Une autre préoccupation importante en matière d’adaptation concerne les ressources en eau. L’eau est vitale pour la vie humaine, l’agriculture et l’énergie. Le changement climatique a une incidence sur la production d’énergie chaque fois que, par exemple, des sécheresses surviennent, mettant en péril la fourniture de ces services d’intérêt général aux citoyens et à la société dans son ensemble. Cela donne une idée de l’importance du problème. Les politiques doivent être plus inclusives.

L’adaptation devient une priorité dans la prise de décision politique

Cette stratégie dote l’UE des outils, des objectifs et de la vision nécessaires à l’émergence d’une société européenne résiliente au changement climatique et pleinement adaptée à celui-ci d’ici à 2050, a souligné Elena Višnar Malinovská, chef de l’unité «Adaptation» à la DG CLIMA. Elle poursuit quatre objectifs principaux: une adaptation plus intelligente, plus rapide et plus systémique, et le renforcement de l’action internationale en faveur de la résilience au changement climatique. Elle est combinée à plusieurs instruments, tels que la loi sur le climat (qui statue sur des dispositions très importantes en matière d’adaptation), le pacte pour le climat (qui nous permet d’approfondir l’intégration verticale, du niveau urbain au niveau individuel) et les stratégies en faveur de la biodiversité, pour les forêts et de protection des sols, pour boucler la boucle. En imaginant un nuage de mots relatif à la stratégie, cela donnerait: eau, impact, action, risques et solutions, autant de mots qui constituent l’essence même de la stratégie, a-t-elle ajouté.

La stratégie de l’UE relative à l’adaptation au changement climatique est également un dossier très important pour la présidence portugaise du Conseil, dont elle est l’une des priorités, mais aussi pour le trio de présidences (Allemagne, Portugal, Slovénie).

Patrícia Lopes, attachée à l’environnement de la présidence portugaise du Conseil, a souligné que l’adaptation n’est plus une question qui ne concerne que les pays du Sud, c’est un problème européen et mondial. Nous avons un calendrier très ambitieux, avec une réunion informelle des ministres de l’environnement le 23 avril, axée sur l’adaptation et la gestion de l’eau, au cours de laquelle nous invitons les États membres à partager des exemples concrets et à passer d’un point de vue théorique à un point de vue pratique. Nous accorderons également de l’importance à l’aspect international. De plus, le sommet UE-États-Unis sur le climat débutera le 22 avril et il est temps que l’Europe prenne l’initiative en matière d’adaptation, comme nous l’avons déjà fait avec l’atténuation, et qu’elle commence à préparer la COP 26.

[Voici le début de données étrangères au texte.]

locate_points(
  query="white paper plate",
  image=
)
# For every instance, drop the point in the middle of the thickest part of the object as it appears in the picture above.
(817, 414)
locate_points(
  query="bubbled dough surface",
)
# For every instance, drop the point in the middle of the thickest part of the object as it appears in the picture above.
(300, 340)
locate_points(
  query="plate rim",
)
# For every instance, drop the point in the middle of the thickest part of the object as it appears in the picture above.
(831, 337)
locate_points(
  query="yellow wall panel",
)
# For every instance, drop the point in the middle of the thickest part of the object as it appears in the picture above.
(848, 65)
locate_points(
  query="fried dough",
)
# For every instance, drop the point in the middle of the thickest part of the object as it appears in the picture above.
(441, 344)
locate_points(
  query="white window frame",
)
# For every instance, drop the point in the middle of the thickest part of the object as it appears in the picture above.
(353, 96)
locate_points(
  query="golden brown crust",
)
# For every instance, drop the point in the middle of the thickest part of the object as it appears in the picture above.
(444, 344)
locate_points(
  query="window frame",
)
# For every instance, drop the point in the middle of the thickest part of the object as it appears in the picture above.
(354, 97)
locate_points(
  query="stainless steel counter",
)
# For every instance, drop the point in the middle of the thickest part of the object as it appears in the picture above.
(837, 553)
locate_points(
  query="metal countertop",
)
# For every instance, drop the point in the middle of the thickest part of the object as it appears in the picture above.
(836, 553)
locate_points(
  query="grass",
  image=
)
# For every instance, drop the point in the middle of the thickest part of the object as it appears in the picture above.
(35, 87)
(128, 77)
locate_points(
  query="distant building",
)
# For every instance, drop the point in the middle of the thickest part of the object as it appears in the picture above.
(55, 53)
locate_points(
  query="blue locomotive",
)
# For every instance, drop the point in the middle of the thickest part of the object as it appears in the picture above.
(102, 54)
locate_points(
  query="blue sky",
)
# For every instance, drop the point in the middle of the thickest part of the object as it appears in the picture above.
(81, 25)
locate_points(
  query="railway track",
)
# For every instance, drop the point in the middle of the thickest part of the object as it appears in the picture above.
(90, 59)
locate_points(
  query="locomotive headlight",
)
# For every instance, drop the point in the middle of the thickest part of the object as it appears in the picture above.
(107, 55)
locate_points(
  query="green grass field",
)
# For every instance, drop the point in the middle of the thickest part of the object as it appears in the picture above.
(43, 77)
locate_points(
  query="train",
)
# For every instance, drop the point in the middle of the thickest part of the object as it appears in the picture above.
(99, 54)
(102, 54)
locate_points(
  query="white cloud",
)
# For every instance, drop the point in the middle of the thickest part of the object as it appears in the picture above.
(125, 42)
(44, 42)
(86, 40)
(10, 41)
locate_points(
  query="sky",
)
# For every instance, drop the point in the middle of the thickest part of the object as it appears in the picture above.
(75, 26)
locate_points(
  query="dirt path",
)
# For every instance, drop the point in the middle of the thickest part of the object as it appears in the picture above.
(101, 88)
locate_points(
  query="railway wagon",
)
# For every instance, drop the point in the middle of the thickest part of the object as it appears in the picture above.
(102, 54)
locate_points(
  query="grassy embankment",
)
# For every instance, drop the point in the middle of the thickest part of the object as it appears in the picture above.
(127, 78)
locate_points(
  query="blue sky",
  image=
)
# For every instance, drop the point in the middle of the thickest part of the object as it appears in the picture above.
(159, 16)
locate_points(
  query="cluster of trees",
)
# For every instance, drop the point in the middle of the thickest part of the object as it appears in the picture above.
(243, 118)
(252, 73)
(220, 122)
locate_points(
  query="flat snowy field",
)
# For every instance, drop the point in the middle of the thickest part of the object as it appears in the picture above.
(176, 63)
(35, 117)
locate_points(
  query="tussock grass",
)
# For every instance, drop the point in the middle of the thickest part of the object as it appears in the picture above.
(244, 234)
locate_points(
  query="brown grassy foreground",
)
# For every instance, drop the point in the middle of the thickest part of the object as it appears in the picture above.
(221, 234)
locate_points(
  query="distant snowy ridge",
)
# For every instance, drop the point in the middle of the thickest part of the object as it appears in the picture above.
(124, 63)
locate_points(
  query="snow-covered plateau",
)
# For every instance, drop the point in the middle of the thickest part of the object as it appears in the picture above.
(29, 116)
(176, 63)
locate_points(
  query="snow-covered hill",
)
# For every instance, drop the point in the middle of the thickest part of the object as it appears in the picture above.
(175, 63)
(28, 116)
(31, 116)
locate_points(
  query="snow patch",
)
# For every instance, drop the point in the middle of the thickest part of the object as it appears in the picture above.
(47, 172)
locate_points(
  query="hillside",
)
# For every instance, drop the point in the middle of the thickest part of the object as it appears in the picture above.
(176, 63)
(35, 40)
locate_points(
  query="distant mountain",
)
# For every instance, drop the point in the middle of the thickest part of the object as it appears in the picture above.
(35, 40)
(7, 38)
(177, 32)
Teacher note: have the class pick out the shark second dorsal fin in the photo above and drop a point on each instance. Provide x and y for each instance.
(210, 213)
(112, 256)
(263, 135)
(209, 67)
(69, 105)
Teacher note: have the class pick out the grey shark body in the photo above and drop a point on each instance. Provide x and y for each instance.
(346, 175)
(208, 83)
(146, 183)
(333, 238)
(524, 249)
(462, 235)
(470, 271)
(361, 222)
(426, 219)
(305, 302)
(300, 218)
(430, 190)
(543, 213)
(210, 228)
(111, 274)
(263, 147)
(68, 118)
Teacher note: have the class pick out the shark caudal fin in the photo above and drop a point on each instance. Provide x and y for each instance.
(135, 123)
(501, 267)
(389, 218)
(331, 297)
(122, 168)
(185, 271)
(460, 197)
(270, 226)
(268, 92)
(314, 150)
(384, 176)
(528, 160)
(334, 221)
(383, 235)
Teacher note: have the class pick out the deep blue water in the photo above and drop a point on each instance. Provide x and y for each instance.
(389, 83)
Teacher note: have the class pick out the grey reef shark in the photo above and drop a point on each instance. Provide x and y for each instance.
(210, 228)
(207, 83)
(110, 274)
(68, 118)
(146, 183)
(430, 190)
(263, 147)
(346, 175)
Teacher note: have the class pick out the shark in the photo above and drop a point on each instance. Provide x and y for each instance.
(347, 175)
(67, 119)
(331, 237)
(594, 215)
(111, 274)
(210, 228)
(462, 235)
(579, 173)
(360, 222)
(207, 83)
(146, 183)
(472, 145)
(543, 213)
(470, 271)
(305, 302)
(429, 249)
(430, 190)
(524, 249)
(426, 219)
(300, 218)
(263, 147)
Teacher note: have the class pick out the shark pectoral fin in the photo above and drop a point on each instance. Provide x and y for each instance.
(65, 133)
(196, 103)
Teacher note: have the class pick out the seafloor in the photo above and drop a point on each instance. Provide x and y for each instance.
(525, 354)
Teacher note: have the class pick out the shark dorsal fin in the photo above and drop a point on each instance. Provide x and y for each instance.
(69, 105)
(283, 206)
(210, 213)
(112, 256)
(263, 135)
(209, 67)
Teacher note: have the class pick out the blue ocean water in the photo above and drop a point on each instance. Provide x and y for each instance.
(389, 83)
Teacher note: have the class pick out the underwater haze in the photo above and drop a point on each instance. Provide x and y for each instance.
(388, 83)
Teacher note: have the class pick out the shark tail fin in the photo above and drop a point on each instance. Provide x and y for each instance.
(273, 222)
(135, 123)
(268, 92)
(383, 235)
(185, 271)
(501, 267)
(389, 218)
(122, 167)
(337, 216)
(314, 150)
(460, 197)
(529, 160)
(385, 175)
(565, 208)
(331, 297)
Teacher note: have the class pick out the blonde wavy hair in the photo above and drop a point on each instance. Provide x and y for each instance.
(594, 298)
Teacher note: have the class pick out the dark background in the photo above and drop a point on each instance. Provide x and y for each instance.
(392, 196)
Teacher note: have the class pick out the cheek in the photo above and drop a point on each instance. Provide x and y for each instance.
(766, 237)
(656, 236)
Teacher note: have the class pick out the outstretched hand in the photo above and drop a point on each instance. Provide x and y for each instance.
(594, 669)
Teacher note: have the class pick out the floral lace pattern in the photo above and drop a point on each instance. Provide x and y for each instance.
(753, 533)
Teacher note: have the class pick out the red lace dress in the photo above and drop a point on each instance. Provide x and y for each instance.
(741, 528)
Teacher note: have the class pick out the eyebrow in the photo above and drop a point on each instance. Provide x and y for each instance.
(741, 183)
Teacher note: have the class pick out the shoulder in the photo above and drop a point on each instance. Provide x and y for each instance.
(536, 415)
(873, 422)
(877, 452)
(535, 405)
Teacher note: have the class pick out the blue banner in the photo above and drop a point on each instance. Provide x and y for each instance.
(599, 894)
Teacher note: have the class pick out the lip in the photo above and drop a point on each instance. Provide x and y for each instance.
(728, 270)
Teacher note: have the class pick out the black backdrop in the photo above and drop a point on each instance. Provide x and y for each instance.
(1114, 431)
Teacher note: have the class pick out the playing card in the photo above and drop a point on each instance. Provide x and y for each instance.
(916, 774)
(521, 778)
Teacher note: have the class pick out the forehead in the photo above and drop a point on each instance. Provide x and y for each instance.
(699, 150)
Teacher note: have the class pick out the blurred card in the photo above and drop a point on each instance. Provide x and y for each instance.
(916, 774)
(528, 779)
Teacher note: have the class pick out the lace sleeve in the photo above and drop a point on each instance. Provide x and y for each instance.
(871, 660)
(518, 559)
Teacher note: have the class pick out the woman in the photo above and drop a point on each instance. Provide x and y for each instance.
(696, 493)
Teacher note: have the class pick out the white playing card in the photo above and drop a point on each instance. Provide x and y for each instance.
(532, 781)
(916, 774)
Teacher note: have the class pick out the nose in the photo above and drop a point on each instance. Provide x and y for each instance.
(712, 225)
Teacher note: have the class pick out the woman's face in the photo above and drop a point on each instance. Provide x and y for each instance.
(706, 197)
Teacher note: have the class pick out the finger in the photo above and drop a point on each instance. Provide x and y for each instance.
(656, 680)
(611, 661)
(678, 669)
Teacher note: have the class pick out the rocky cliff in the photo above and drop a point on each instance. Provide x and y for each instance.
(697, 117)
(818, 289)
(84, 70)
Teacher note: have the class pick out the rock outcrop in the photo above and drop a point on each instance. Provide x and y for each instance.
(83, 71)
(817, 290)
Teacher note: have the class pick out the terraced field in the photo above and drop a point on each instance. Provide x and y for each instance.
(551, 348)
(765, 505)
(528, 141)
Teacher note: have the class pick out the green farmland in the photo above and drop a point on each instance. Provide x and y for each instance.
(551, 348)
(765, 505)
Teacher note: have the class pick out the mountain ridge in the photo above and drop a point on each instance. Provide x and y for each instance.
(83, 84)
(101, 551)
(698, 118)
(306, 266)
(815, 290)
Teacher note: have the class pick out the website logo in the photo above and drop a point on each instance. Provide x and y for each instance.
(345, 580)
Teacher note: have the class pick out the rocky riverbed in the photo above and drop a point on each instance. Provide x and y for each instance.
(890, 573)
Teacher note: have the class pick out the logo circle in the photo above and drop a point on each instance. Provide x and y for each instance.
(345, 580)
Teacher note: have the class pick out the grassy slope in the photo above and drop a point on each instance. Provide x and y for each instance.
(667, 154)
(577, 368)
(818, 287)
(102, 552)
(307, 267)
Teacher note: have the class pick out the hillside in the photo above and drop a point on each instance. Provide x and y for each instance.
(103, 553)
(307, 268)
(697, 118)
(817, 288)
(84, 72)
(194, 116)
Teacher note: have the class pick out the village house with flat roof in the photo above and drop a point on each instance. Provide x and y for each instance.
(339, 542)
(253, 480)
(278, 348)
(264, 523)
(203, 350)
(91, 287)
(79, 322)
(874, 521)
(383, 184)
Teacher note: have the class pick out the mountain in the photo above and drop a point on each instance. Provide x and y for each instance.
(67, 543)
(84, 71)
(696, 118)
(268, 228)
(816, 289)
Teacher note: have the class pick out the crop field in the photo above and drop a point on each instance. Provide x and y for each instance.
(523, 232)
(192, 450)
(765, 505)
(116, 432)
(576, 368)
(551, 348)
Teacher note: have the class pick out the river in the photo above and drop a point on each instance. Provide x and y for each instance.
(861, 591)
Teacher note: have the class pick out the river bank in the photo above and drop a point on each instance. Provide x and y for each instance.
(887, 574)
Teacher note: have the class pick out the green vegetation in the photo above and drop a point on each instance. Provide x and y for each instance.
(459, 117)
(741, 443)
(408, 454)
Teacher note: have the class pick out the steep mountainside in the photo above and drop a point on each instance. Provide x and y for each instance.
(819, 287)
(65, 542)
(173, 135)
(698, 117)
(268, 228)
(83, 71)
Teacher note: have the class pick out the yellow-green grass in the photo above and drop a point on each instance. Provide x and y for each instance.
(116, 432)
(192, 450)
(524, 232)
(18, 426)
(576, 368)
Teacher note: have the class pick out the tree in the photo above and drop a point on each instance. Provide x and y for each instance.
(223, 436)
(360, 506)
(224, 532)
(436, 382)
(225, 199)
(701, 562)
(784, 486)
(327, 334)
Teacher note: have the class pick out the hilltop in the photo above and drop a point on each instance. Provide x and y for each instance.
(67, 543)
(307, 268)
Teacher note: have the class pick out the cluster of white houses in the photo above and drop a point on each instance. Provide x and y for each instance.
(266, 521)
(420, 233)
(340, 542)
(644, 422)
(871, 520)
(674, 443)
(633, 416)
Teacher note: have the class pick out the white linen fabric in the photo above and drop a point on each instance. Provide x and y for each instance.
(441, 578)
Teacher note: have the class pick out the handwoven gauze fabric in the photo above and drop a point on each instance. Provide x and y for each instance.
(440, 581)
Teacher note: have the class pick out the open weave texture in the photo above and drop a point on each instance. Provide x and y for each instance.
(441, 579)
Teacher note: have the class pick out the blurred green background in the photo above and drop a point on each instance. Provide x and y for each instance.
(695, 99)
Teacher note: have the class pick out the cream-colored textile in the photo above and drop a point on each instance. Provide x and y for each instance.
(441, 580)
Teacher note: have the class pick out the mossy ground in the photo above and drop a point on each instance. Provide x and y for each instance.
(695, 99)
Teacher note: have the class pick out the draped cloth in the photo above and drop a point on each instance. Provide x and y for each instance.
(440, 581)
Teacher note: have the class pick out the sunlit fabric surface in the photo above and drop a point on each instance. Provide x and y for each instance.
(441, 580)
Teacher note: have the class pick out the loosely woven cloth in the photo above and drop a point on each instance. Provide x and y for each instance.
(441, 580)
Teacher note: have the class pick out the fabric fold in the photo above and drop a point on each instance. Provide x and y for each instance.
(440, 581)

Markku Markkula, rapporteur de l’avis du Comité des régions sur l’adaptation au changement climatique, souligne que l’action locale est essentielle. La clé est de créer une feuille de route pratique qui définisse de nombreuses actions à entreprendre dans le cadre d’un engagement politique aux niveaux national, régional et municipal avec les industries. C’est par exemple ce que nous avons fait dans la région d’Helsinki en vue de se débarrasser du charbon en moins de dix ans. Nous continuons à l’utiliser, mais nous augmentons la part des biocarburants et de la géothermie, renouvelons les procédés et récupérons la chaleur provenant des centres de données et des eaux usées. En Finlande, la moitié des fonds destinés à la relance seront verts, et nous visons la neutralité carbone d’ici à 2035, a-t-il conclu.

Phoebe Koundouri, professeur d’économie environnementale à l’université d’Athènes, a formulé quelques observations finales en soulignant que pour être en mesure d’accélérer l’adaptation, il est nécessaire de se concentrer sur l’aspect financier. Nous devrions utiliser les structures existantes, le pacte vert et les fonds pour la reprise et la résilience pour financer l’adaptation. Nous avons également besoin d’une approche fondée sur l’innovation systémique et de la participation des parties prenantes. Les mesures juridiquement contraignantes sont essentielles et devraient faire l’objet d’un suivi, et le financement devrait être lié aux fonds, de manière à ce que la mise en œuvre soit finalement réalisée.